Canadian retirees are searching for ways to squeeze some extra returns out of their savings, and one way to do this is to own dividend stocks with above-average yields.
Let’s take a look at three companies that might not be on your watch list today.
Russel Metals Inc. (TSX:RUS)
Russel Metals is a metals distributor in Canada and the United States with businesses operating in the energy, steel distribution, and metals service centre segments.
The stock took a big hit during the worst of the oil rout, due to weak demand in the energy group, but management kept the dividend steady, and investors who had the courage to buy the shares at the low are reaping big yield on the original investment and looking at some nice capital gains to boot.

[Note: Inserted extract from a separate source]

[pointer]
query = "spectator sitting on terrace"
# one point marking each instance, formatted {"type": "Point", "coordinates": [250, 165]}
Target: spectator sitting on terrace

The company reported Q1 2018 net income of $38 million, or $0.62 per share, compared to $30 million, or $0.48 per share, in the same period last year. Revenue rose by 13-21% in the three core business segments, supported by improved steel prices and a recovering oil sector. Management said the company entered Q2 “encouraged with the demand and pricing levels.”
The stock has pretty much doubled since the start of 2016, but investors who buy today can still pick up a 5% yield.
Power Financial Corp. (TSX:PWF)
Power Financial owns a portfolio of insurance and wealth management businesses in Canada as well as a stake in holding company in Europe that owns positions in some of the continent’s largest international businesses.
The company reported a 17% increase in adjusted Q1 2018 net earnings compared to the first quarter last year. The subsidiaries all delivered better year-over-year results.
Strong stock markets and rising interest rates bode well for Power Financial’s businesses, and management appears comfortable with the revenue and earnings outlook. The company raised the quarterly dividend by 5% earlier this year to $0.433 per share. That’s good for a yield of 5.4%.
TransAlta Renewables Inc. (TSX:RNW)
TransAlta Renewables owns wind, hydroelectric, and gas-fired power-generation facilities in Canada, the United States, and Australia.
The company just reported steady Q1 2018 results with comparable EBITDA of $111 million. Adjusted funds from operations rose $14 million, and cash available for distributions increased 16% compared to the same period in last year.
The company made a recent move into the U.S. through the acquisition of two wind projects. Management is focused on growing cash flow available for distributions through organic developments and strategic acquisitions.
TransAlta Renewables finished 2017 with a payout ratio of 74%, so the dividend should be safe. At the time of writing, investors can pick up a 7.8% yield.
The bottom line
All three companies pay solid dividends that generate above-average yield. An equal investment across the stocks would provide an average yield of 6%.